A lot of this opinion comes from my understanding that git’s commit database is a directed acyclic graph (DAG) for multiple reasons, and with the DAG comes great power. It has always confused me why so many developers get hung up on wanting as “clean” a git history as possible when it’s an easily solved user experience to present a DAG as clean or as messy as you would like as a dial-able personal preference. We have the technology to traverse a DAG in all sort of ways, it doesn’t always have to be depth-first “subway diagrams”, as cool as those look and seem to sell git GUI tools given how often they feature in screenshots. The command line git is notorious for having a bad user experience, but it still offers more tools here than most GUI tools have yet to implement, maybe only because they don’t look shiny and cool in marketing screenshots like the “messy” “subway diagrams” that seem to be leading so many developers away from using the power of the DAG and instead constantly manually “cleaning” the commit log with “rebase only” or “squash only” workflows.

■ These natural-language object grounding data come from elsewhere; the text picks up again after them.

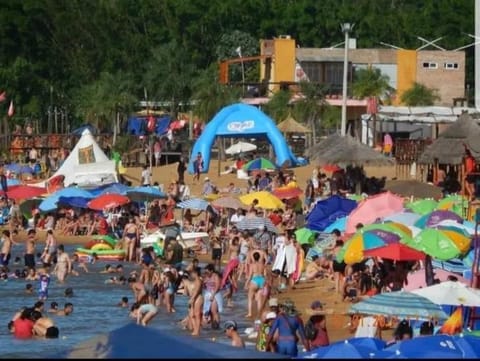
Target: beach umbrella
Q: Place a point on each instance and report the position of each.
(265, 199)
(396, 252)
(338, 350)
(327, 211)
(241, 147)
(413, 188)
(436, 347)
(287, 192)
(305, 236)
(416, 279)
(129, 342)
(443, 244)
(433, 218)
(452, 293)
(116, 188)
(456, 203)
(255, 223)
(108, 201)
(28, 205)
(422, 206)
(197, 204)
(228, 202)
(21, 191)
(50, 203)
(259, 164)
(373, 208)
(78, 202)
(145, 194)
(400, 304)
(369, 237)
(406, 218)
(339, 223)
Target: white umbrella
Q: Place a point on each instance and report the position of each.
(450, 293)
(240, 147)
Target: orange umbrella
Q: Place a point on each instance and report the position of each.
(108, 201)
(454, 324)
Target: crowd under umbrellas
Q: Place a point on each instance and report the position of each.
(265, 221)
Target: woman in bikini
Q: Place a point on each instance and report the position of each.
(130, 235)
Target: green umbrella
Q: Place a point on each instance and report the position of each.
(422, 206)
(455, 203)
(442, 244)
(305, 235)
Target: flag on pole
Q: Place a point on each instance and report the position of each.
(11, 109)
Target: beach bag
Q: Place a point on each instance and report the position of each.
(310, 330)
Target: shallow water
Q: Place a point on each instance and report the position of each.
(95, 311)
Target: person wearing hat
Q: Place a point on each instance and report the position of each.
(231, 330)
(290, 329)
(263, 331)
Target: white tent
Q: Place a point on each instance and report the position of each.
(87, 164)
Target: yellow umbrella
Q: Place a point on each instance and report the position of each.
(265, 199)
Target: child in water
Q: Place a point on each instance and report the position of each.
(44, 280)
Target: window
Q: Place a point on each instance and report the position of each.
(450, 66)
(430, 65)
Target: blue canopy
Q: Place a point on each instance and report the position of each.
(50, 203)
(327, 211)
(138, 342)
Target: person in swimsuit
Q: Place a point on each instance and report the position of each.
(213, 298)
(49, 254)
(256, 279)
(64, 264)
(130, 235)
(143, 313)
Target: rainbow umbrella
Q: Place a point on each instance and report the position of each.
(433, 218)
(370, 237)
(422, 206)
(455, 203)
(442, 244)
(259, 164)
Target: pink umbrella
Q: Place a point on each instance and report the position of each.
(373, 208)
(417, 279)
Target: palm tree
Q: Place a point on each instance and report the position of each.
(419, 95)
(371, 83)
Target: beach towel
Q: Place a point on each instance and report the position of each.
(229, 268)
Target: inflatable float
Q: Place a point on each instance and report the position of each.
(103, 247)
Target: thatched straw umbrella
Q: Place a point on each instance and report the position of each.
(349, 151)
(449, 147)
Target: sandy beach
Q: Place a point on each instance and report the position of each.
(304, 292)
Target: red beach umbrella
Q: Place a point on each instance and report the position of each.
(396, 252)
(108, 201)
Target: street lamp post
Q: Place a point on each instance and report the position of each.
(239, 52)
(346, 28)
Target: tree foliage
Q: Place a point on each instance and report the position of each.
(79, 47)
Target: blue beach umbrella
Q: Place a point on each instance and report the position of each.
(194, 203)
(339, 350)
(50, 203)
(438, 346)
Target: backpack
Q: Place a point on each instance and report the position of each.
(310, 330)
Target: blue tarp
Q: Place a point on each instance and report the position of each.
(327, 211)
(138, 125)
(137, 342)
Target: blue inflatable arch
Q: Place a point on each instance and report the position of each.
(242, 121)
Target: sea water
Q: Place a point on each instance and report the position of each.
(95, 310)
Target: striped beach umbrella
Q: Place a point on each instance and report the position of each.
(197, 204)
(400, 304)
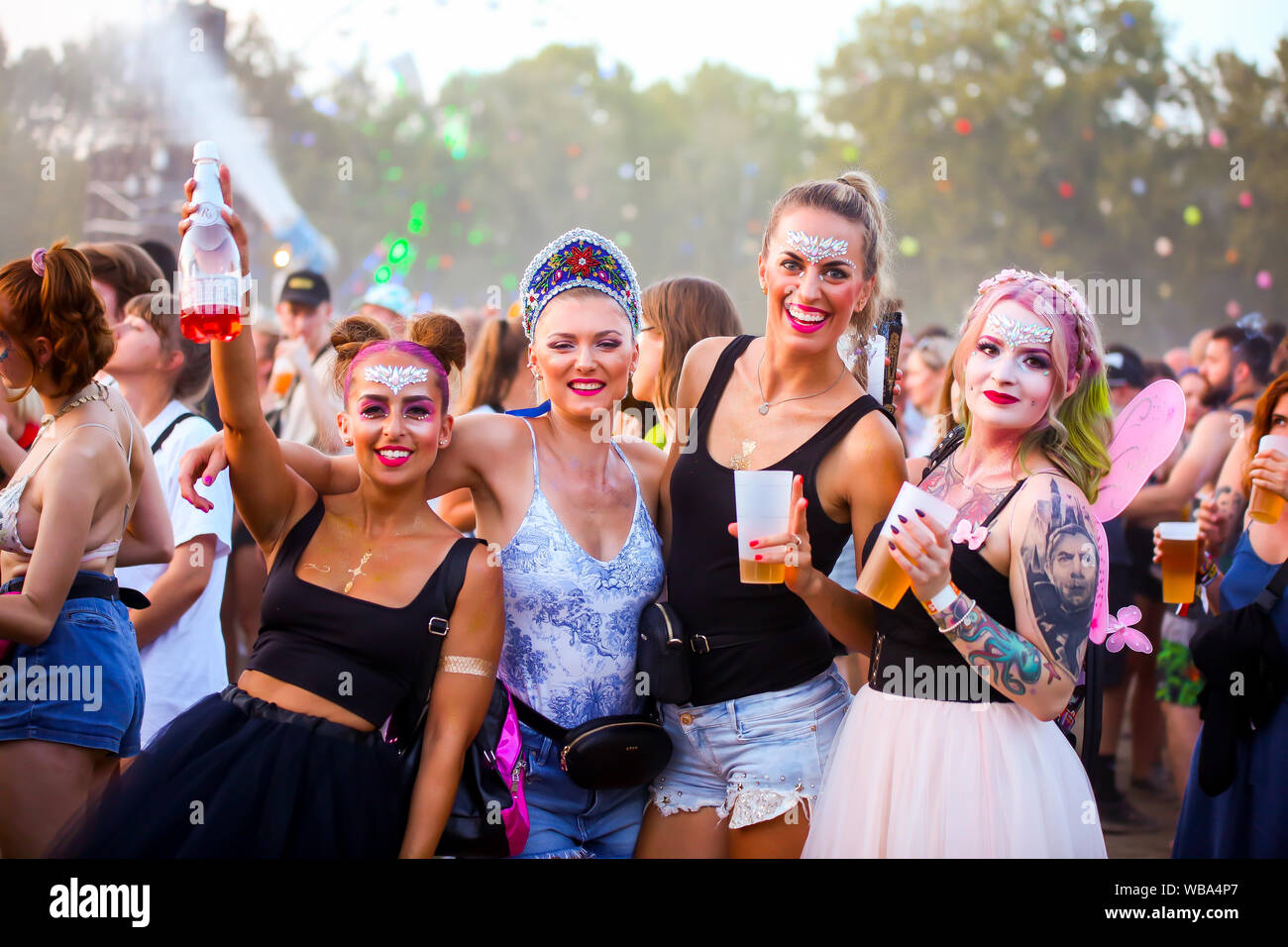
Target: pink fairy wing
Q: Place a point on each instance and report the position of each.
(1100, 613)
(1136, 641)
(1145, 434)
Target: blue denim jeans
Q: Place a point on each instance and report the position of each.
(568, 821)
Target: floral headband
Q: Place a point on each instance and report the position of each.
(579, 258)
(1064, 305)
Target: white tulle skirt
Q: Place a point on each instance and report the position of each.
(919, 779)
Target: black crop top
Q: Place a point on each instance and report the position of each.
(911, 654)
(360, 655)
(763, 637)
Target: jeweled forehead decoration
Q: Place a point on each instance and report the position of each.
(1018, 335)
(395, 376)
(818, 249)
(1060, 302)
(579, 258)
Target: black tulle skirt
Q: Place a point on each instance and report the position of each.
(237, 777)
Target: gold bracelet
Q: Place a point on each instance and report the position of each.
(459, 664)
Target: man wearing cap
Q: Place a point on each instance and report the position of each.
(312, 402)
(389, 304)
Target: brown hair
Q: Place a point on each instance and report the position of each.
(1260, 427)
(125, 266)
(686, 309)
(853, 196)
(441, 334)
(160, 311)
(62, 307)
(493, 364)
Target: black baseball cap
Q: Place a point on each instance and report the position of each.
(307, 287)
(1125, 368)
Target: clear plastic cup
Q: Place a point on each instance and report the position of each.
(764, 505)
(883, 579)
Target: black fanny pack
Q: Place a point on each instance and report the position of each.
(608, 751)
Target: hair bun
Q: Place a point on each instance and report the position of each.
(442, 335)
(349, 338)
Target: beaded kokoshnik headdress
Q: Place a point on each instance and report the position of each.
(1057, 302)
(579, 258)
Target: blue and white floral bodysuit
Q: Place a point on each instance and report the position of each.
(571, 620)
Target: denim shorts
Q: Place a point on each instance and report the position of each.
(567, 821)
(81, 685)
(755, 758)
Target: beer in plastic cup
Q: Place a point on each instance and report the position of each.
(764, 504)
(1180, 548)
(883, 579)
(1266, 505)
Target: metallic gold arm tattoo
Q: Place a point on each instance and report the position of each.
(459, 664)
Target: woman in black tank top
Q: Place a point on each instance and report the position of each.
(751, 745)
(952, 750)
(291, 761)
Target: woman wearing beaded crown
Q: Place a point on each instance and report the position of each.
(570, 514)
(751, 745)
(931, 761)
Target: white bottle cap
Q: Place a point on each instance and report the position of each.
(205, 151)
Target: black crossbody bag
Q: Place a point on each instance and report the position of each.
(1245, 678)
(608, 751)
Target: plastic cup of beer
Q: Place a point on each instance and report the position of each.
(1180, 547)
(883, 579)
(1266, 505)
(764, 504)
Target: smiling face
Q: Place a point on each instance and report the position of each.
(584, 352)
(1010, 375)
(395, 433)
(812, 278)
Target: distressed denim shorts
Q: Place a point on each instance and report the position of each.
(755, 758)
(81, 685)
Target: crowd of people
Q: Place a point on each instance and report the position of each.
(250, 578)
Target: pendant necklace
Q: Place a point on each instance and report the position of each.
(765, 405)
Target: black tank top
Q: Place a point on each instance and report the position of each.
(360, 655)
(910, 650)
(763, 637)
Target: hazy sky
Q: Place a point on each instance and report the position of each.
(784, 40)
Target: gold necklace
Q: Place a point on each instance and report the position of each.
(98, 394)
(765, 405)
(353, 574)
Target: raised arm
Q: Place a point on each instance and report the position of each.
(268, 495)
(459, 701)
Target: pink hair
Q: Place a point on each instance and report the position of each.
(407, 348)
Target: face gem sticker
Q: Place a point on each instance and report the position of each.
(395, 376)
(818, 249)
(1017, 335)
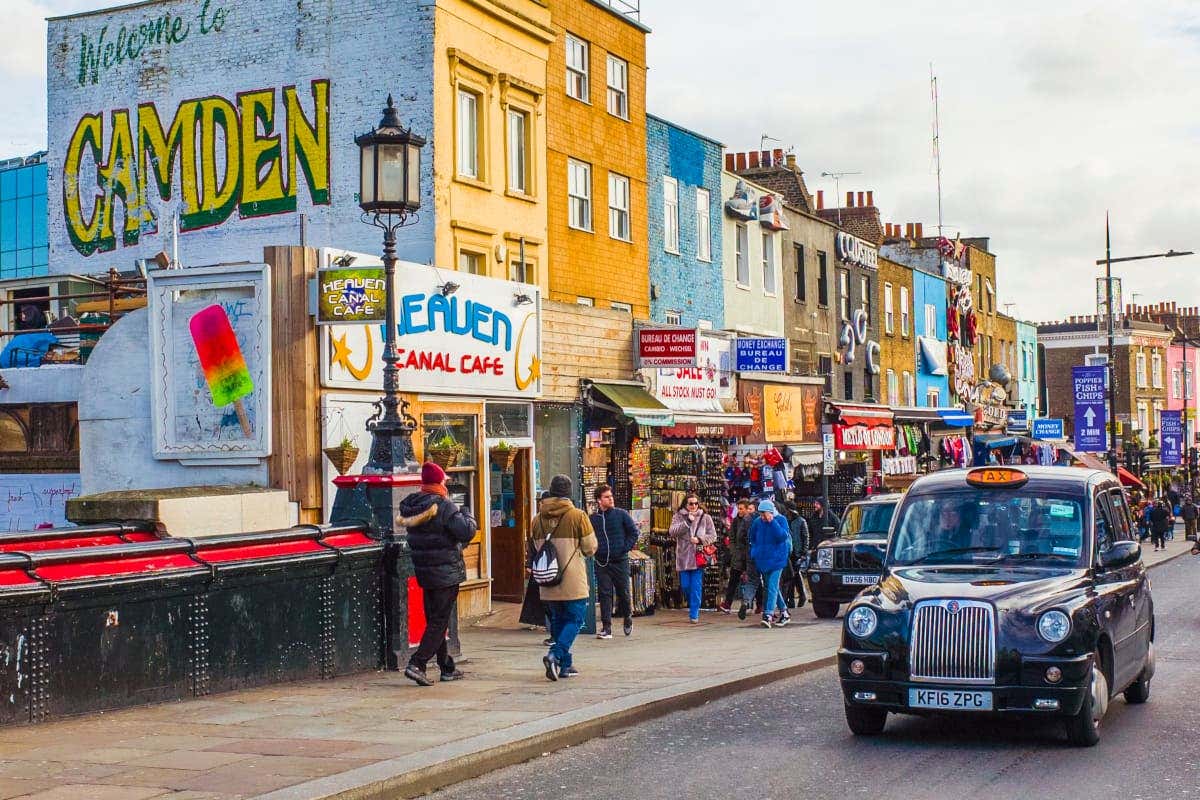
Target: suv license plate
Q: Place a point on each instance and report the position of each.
(949, 698)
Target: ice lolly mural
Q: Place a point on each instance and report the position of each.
(225, 367)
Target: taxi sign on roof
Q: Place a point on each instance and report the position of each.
(996, 476)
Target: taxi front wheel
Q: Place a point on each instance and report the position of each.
(865, 722)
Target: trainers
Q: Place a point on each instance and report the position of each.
(417, 675)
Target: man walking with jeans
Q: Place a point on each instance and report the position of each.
(616, 536)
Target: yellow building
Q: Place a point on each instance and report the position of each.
(490, 110)
(595, 161)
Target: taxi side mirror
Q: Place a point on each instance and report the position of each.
(1120, 555)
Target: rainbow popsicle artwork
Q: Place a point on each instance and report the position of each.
(225, 367)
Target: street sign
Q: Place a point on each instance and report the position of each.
(1090, 413)
(1048, 428)
(1170, 435)
(761, 355)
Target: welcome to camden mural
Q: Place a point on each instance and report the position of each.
(165, 128)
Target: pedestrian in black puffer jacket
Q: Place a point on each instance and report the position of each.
(437, 531)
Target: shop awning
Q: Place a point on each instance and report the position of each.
(994, 440)
(708, 423)
(934, 352)
(862, 414)
(636, 403)
(1129, 479)
(957, 417)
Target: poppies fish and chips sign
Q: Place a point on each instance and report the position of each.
(351, 294)
(481, 341)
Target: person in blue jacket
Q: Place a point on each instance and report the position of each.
(771, 543)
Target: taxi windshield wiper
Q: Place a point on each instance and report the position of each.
(955, 551)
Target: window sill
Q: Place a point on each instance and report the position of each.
(467, 180)
(520, 196)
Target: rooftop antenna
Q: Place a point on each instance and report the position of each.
(937, 145)
(837, 188)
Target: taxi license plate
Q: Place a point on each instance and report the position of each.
(949, 698)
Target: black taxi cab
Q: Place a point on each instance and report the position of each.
(1005, 590)
(843, 566)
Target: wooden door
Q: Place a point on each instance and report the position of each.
(509, 541)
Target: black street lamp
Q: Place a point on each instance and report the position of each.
(390, 197)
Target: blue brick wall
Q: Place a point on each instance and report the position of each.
(929, 289)
(683, 282)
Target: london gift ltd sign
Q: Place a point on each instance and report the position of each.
(484, 340)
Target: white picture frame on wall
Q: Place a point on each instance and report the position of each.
(186, 426)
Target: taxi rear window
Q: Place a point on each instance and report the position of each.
(1042, 528)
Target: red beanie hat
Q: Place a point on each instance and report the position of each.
(432, 474)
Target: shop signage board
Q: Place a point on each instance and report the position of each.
(761, 355)
(861, 437)
(351, 294)
(481, 341)
(1048, 428)
(667, 347)
(1091, 416)
(1170, 435)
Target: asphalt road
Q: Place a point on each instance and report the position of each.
(790, 740)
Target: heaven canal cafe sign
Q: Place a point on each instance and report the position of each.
(484, 340)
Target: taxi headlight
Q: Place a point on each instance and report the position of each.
(1054, 626)
(862, 621)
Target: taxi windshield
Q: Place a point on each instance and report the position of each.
(868, 519)
(983, 527)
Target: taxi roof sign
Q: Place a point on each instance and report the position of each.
(997, 477)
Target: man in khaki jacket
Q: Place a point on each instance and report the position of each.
(570, 531)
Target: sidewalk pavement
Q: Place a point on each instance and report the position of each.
(378, 735)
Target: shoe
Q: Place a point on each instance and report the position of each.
(417, 675)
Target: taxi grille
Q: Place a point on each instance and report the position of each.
(957, 647)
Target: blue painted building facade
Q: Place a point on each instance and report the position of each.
(24, 242)
(929, 290)
(1027, 366)
(685, 276)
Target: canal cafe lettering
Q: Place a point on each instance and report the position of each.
(484, 340)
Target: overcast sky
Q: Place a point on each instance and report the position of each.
(1050, 114)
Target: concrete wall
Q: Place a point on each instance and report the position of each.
(683, 282)
(749, 307)
(115, 423)
(594, 264)
(241, 184)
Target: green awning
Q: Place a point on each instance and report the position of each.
(636, 403)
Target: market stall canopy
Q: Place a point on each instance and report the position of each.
(1129, 479)
(633, 401)
(957, 417)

Most git commands today accept a --first-parent flag that sticks to walking the commit DAG just at the surface level. If you work a PR workflow with “no fast-forward” the git log --first-parent shows you the high level overview of your completed PRs, the git praise --first-parent tells you which PR implemented a change, and git bisect --first-parent will run your test suite at the PR level. (In a development branch you’ll see the same behavior with the same flag is also useful: just the commits under development and any merges in from your main branch rolled up to their merge commit and nothing else.)

I’d love to see more git GUI tools adopt a --first-parent like drilldown approach. To me it seems like an obvious UX improvement to default to showing --first-parent only in views like git log and then offer the rest of the commit log as drilldown step or even as the “subway diagrams”, but only on request. I think a lot of the friction that many of the “rebase only” and “squash only” folks commonly feel would be ameliorated with better defaults in such GUI tools.

I think a lot of my disagreement with those workflows also comes from the fundamental fact that their workflow is intentionally about destroying information that I find useful in “deep code archeology”. It frustrates me some that they can get what they want (“clean high level views of history”) with better DAG traversal tools like --first-parent and better UI tools that make things like that the smarter default, but I can’t get half the information I’d need if I had to sit down in their codebase and debug a tangled merge regression or accidental “temporary” code that was never finished/fixed/completed, because rebases and especially squashes throw out lots of information. I appreciate that I come from a place where I’ve seen worst cases of git merge behavior that many proponents of rebase and squash only/heavy workflows haven’t encountered (I’m glad they’ve been so lucky). I appreciate that not everyone has as much (weird) experience with deep code archeology into the deep dark corners of “legacy” codebases in exactly the same way that I have. My experience has lead me to believe that “commit log cleanliness” is something better solved with user interfaces and tools than with rebases and squashes, and I will do almost whatever I can to advocate for that.